Newton would have thought the Consul from Cosquer would sound proud of himself after doing something like that. Instead, Stafford seemed unwontedly subdued. Colonel Sinapis understood that before Newton did. "Your first time, your Excellency?" the officer asked.

"That's right." Stafford nodded jerkily. "You aren't the first one to ask me, either. It must stick out on me like spines. Is that the mark Cain wore?" He sounded altogether in earnest. Newton hadn't killed. He had no idea what it would be like, and wasn't anxious to find out. Whatever Stafford had learned about himself, it seemed to have come closer to shattering him than bucking him up.

Sinapis' gaze swung to the captain who'd commanded the raiders. "You did not capture the rebel chief. Did you kill him?"

"No, sir, not that I know of," the captain said. "My guess is that he was there, or somewhere close by. There were plenty of insurrectionists in those parts, and I can see no reason why there would have been if they weren't guarding something or someone important to them." He paused for a moment. "I wish we would have had a better description of the scalawag, and I wish someone would have told me we'd be squelching through a bog after him."

"Were you?" Sinapis said, his eyebrows leaping. The captain nodded-unhappily, if Newton was any judge. "We did not learn that from the prisoners who told us where Frederick Radcliff would be hiding?"

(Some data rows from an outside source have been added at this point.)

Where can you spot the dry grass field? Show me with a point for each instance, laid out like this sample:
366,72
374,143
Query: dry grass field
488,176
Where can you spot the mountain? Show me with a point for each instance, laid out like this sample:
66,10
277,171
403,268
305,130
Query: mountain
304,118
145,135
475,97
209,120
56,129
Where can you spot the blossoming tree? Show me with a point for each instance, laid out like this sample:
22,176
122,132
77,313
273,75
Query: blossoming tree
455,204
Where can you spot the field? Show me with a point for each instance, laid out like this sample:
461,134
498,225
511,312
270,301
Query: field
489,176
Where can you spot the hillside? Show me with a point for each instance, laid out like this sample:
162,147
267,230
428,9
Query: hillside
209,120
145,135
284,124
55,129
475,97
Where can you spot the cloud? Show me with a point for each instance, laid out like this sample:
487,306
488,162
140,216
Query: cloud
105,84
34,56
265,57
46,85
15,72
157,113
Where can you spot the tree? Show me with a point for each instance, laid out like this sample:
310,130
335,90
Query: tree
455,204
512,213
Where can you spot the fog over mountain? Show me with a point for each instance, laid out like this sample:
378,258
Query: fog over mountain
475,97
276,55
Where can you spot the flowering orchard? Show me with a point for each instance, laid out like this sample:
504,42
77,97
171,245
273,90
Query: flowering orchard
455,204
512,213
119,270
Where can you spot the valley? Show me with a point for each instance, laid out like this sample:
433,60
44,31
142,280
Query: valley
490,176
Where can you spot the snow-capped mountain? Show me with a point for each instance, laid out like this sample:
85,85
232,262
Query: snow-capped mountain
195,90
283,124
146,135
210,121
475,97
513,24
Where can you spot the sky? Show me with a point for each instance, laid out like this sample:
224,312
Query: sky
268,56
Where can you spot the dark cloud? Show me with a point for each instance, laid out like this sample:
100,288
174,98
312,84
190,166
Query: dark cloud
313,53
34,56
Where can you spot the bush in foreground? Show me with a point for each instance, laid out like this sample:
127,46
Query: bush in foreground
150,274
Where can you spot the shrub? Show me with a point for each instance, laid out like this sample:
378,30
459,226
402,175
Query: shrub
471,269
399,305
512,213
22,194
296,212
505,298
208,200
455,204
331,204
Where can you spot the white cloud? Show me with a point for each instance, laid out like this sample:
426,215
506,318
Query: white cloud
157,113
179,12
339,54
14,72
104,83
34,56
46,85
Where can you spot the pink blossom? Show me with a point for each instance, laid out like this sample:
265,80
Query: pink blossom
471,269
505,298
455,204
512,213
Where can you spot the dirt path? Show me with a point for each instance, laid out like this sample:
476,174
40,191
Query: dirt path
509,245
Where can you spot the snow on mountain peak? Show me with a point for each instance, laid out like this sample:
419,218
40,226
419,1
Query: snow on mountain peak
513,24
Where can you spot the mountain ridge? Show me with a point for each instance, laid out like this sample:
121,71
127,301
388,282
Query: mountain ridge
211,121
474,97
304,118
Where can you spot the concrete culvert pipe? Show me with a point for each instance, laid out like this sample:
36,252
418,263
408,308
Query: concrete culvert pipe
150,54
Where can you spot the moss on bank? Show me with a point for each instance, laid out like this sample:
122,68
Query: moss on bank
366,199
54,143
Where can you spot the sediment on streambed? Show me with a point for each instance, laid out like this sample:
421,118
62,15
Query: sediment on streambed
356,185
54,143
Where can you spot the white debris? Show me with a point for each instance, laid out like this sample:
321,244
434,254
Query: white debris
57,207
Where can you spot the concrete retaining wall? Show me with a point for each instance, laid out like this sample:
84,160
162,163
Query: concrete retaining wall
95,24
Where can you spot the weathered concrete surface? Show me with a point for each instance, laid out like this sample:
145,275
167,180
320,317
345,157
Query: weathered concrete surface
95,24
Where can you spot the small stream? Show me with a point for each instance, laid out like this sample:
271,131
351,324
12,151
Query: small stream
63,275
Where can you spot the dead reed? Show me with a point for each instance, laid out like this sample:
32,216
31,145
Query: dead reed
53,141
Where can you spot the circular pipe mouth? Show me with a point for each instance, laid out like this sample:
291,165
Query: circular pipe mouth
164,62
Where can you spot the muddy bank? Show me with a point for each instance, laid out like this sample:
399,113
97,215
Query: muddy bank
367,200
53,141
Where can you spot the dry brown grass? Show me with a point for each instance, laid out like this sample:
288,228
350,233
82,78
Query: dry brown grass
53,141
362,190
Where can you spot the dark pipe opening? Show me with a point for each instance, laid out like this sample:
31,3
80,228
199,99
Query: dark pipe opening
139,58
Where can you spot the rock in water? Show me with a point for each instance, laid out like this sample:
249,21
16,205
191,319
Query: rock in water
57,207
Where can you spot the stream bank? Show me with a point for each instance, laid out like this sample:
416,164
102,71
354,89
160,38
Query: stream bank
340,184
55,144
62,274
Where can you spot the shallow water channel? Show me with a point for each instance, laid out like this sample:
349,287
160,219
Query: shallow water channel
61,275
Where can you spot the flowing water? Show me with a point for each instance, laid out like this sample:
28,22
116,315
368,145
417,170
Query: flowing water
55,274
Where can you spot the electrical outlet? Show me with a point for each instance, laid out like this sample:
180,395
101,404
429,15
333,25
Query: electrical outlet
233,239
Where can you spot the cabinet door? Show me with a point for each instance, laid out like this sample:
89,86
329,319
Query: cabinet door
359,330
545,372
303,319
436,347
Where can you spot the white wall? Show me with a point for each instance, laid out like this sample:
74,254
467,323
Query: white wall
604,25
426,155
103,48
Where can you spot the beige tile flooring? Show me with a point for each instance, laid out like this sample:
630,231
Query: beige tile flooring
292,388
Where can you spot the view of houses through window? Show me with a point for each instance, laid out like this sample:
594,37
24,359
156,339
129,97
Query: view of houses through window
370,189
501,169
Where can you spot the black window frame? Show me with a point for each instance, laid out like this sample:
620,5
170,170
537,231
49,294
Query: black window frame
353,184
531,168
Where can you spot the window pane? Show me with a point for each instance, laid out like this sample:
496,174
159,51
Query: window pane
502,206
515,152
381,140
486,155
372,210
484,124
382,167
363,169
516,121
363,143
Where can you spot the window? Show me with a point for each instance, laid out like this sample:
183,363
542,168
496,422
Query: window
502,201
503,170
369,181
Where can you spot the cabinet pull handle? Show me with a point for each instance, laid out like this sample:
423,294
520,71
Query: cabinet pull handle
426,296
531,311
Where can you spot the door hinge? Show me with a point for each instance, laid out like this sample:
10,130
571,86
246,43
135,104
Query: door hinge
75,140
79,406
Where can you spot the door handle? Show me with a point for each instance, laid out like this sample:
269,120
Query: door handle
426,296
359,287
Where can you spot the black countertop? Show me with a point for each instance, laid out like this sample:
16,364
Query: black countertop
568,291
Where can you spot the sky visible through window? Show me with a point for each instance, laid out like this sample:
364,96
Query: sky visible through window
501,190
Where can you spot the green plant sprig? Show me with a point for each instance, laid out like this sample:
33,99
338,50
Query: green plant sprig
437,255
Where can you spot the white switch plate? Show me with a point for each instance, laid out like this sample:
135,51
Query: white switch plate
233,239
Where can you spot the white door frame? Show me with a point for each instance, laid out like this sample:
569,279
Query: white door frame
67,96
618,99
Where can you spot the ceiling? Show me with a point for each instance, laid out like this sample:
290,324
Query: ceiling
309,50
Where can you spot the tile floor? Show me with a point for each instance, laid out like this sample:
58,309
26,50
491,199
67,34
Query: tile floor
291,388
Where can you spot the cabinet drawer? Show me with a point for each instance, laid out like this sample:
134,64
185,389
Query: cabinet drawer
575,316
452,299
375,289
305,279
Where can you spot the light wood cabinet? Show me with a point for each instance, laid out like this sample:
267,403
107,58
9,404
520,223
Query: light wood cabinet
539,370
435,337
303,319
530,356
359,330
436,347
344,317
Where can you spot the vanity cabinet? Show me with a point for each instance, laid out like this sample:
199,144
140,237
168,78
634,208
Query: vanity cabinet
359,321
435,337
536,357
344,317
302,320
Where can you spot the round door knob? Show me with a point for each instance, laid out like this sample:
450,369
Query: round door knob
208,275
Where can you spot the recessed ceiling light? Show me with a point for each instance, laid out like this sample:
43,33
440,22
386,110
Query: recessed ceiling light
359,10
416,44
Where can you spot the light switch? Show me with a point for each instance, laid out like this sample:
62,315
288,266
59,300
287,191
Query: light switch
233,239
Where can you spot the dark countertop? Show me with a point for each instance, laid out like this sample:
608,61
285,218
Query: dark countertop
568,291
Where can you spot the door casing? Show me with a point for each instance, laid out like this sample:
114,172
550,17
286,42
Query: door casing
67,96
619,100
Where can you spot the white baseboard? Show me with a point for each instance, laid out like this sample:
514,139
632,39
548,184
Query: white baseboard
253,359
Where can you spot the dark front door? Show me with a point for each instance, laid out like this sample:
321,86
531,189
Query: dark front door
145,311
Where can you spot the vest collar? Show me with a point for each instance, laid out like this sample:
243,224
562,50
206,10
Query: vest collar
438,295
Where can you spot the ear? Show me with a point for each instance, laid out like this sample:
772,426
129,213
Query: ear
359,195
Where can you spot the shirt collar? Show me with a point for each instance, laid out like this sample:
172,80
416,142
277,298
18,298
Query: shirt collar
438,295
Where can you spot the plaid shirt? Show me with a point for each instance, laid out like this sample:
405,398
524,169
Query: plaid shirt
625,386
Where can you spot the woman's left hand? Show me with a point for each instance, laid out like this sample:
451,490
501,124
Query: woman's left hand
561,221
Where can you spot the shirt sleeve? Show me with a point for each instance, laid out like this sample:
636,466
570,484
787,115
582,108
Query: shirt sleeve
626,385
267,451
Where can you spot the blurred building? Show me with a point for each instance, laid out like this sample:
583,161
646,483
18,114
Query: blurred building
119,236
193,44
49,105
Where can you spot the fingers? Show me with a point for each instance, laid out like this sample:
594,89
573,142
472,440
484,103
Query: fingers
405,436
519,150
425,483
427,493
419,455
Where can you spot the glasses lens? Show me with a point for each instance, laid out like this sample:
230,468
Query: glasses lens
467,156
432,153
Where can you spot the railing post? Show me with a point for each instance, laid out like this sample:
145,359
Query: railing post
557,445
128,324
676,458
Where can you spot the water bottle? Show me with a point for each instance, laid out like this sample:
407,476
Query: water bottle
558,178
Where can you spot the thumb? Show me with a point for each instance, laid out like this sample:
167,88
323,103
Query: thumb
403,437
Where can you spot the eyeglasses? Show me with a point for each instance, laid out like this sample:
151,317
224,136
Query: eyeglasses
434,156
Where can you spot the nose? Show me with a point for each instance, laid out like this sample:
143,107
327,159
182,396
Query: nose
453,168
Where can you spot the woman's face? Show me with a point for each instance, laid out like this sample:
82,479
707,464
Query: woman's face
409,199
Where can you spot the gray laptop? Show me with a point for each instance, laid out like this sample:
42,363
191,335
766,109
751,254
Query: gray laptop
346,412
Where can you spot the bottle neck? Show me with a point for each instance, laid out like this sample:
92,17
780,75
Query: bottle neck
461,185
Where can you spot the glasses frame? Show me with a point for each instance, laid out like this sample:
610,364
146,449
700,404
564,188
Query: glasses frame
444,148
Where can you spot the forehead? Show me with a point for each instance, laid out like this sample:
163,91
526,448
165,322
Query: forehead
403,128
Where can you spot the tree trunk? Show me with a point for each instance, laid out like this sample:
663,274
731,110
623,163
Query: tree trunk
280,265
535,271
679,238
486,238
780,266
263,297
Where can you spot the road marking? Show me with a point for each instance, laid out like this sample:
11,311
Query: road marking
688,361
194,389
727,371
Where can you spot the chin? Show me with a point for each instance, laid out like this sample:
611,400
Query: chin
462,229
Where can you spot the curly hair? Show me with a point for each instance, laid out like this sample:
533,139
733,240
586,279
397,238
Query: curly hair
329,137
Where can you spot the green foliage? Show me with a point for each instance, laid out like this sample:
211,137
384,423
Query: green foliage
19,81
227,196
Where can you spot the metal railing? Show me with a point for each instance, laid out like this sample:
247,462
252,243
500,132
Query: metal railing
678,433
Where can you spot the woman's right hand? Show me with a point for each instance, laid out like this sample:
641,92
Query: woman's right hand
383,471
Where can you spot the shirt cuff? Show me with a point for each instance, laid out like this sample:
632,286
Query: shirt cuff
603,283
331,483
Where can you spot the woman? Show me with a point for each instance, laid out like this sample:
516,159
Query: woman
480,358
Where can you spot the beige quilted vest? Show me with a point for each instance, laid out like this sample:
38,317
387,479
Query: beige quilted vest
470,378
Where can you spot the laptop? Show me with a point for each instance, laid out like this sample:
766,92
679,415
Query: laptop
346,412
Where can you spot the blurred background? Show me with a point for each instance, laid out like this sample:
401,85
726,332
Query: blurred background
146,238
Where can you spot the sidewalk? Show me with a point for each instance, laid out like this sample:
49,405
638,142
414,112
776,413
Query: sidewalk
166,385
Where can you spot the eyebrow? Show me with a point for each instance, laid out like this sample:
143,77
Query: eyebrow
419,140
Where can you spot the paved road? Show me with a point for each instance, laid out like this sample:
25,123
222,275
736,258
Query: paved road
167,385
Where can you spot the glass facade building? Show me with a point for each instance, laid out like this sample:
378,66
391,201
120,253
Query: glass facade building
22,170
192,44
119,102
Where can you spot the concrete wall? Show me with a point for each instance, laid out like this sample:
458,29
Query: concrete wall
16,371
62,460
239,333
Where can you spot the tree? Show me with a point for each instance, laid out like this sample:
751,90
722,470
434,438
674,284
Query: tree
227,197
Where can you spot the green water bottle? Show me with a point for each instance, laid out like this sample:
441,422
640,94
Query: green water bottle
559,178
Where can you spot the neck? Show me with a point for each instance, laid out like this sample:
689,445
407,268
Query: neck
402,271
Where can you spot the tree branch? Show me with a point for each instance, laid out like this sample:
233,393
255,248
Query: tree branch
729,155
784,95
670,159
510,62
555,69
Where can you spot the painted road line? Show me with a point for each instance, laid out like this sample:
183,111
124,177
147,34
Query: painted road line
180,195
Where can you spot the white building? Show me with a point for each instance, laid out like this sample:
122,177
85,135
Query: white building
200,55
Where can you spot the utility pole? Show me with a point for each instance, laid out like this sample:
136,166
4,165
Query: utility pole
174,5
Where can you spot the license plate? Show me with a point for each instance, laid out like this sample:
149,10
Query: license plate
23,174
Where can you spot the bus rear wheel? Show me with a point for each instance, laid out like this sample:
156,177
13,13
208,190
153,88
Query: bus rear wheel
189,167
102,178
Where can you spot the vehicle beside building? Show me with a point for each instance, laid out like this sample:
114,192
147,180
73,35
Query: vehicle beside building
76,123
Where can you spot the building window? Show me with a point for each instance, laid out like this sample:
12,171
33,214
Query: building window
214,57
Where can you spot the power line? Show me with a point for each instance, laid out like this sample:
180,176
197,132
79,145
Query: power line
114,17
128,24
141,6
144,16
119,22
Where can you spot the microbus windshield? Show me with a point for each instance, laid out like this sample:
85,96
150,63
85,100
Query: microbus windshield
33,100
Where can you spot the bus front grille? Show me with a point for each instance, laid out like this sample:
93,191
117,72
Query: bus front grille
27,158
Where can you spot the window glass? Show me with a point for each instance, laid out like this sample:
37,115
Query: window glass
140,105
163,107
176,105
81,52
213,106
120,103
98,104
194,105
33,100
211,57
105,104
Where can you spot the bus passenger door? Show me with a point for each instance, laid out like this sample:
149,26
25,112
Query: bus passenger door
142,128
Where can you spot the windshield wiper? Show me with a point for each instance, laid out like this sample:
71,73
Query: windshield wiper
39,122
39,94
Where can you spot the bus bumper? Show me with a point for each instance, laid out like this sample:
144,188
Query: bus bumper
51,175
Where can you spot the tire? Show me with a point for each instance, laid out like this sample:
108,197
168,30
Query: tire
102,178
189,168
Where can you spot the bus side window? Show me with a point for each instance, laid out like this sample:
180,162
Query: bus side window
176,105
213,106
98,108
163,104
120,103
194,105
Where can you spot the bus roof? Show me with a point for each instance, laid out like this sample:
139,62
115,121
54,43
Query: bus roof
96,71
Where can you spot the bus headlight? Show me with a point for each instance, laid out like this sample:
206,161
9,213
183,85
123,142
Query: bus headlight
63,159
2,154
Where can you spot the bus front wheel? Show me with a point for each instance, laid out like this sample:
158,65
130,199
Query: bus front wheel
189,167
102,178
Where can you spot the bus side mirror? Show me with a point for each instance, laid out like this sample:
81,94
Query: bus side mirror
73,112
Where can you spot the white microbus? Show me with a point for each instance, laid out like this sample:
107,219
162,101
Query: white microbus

"We sure didn't, sir," the captain said. "Maybe they were holding out on us, or maybe we just didn't find the right questions to ask. Any which way, we got into something we weren't prepared for. The troops performed bravely. Not catching our man wasn't their fault. They did everything they could. They might have done better if they'd known what they'd be getting into."

"It must be the fault of the questioning," Colonel Sinapis said. "Had we asked the question we needed, we would have got the right answer. A bog? Malakas!" He didn't bother to translate that. He sounded splendidly disgusted. With the bog? With the questioner? With the captives, for not volunteering more? With the whole campaign? That last seemed most likely to Newton.

He put the best face he could on things: "On to New Marseille, then?"

Sinapis dipped his head. "On to New Marseille, your Excellency. We shall make sure the rebels cannot steal the place. "That would be"-he paused to look for words-"unfortunate. Yes, unfortunate. To say nothing of embarrassing." The ones he found seemed to fit altogether too well.

They roused Stafford from his sorrowful lethargy, too. "New Marseille already has a garrison! It has cannon!" he said.

"It has cannon," Sinapis agreed. "Most of them point out to sea, to protect the harbor from enemy bombardment. It has a garrison: a small one. So far as I know, it has not been reinforced by sea. These people we are fighting have already done several things I had not imagined they could do while I was still in New Hastings. If they should surprise us again, it would not surprise me."

Newton tried to parse that last sentence. Logically, it made no sense. Logic or no, he understood what Sinapis was talking about. So did his colleague. "Well, we'd better get there ahead of them, then," Stafford said. "Or, if we can't manage that, we'd better drive them out once we do get there."

"Indeed," Colonel Sinapis said. "I should not care to be remembered as the man who lost the city." His mouth tightened. He must have been remembered for some failures back in Europe; he'd made glancing allusion to at least one of them. Plenty of people came to Atlantis to try to redeem failure elsewhere. Some succeeded. They were the ones who wrote their names in life's book in large letters. Others went right on failing. Most of those, by the nature of things, were soon forgotten. But a soldier who failed might end up better remembered than one who triumphed.